Terhorst always warns his friends that river surfing is in 3D, while ocean surfing is in 4D: Here on the Eisbach the wave stays still and you move, while in the sea you move but also have the fluid wave to contend with, adding another dimension. The hidden rocks below the surface and shallow water also add a dimension of danger to the river, one that never fails to get Terhorst’s adrenaline pumping. Although no surfers have ever died, several kneecaps and spines have succumbed to the underwater hazards.

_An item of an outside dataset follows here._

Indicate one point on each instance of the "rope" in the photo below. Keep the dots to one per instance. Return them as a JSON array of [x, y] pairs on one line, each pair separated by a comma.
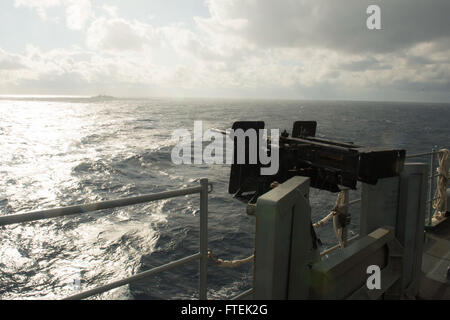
[[440, 197], [340, 218], [229, 263], [335, 211]]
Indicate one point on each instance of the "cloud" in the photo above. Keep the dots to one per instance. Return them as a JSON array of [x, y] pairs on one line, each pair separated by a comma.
[[289, 48], [77, 12], [119, 34]]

While the Eisbach is the most famous surfing spot in the city, there are actually two other rivers in Munich where surfers congregate. The Floßlände wave is much smaller than the Eisbach specimen, making it popular with beginners, while the Wittelsbacherbrücke is only surfable after heavy rain. With over 700 people now involved in the sport in the city, it is not uncommon to see someone boarding the underground wearing a wetsuit, surfboard in tow. Chances are they are not one of the many young Brits in Munich for a stag party, but a serious sportsman off to partake in some fluid meditation. It turns out there really is more to Munich than beer and Lederhosen after all.
The Eisbach wave is near Haus der Kunst in the English Gardens. Take tram 17 to the Nationalmuseum and walk to the bridge.